According to Esther Pérez Ruiz, an IMF spokeswoman in Islamabad, “Policy agreements made by the Pakistani authorities as part of the Seventh and Eighth review under their IMF-support program continue to apply.”
She further added when the assessment report for damage is made public, the policy talks will begin in the coming couple of weeks. The conversations centered on how to prioritize aid to people impacted by the floods while keeping microeconomic stability.
The IMF’s statement follows Finance Minister Ishaq Dar’s decision to avert a policy of monthly price increases through new levies to ensure increased revenues as agreed with the IMF. Dar took over as finance czar from his party member Miftah Ismail last week. He reduced the prices of all petroleum products for the next two weeks by about 5%.

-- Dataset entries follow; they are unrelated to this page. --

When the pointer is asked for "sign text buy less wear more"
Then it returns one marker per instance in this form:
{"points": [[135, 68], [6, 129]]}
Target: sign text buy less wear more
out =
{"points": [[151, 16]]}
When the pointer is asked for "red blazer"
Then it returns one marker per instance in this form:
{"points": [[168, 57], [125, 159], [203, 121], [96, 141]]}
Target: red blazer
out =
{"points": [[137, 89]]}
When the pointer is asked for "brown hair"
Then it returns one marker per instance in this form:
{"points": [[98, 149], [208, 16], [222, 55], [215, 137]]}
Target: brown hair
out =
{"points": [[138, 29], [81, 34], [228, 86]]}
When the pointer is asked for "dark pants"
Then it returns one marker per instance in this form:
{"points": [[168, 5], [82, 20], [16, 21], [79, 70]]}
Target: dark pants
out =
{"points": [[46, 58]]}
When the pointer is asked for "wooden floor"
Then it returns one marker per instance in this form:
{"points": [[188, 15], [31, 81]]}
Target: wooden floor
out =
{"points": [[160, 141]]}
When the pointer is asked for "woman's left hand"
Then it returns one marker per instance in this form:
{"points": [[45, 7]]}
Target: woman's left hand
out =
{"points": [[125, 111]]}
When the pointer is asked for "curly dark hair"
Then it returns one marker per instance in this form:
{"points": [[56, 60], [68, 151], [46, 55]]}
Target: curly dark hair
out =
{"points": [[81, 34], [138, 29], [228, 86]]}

Dar argued that adding more taxes was foolish when people are already tackling the devastating floods that killed at least 1600 people and caused almost $30 billion in damages.
Regarding any possible objections from the lender, he stated, “I have dealt with the IMF for the previous 25 years; I will deal with it.”
Dar made his statement in reaction to criticism from his previous, who called the decision to lower levy without first receiving agreement from the IMF “irresponsible.”
Dar’s response was to tell Ismail not to worry because he knew how to handle the foreign loan.
“Perhaps Miftah Sahab was at ease” in burdening the public. However, I have dealt with the IMF for 25 years. I am the first lowly individual to have finished an IMF program. He while speaking in an interview on Geo News taunted that neither Miftah Sahib nor someone else should be worried about this, as it is among me and the IMF.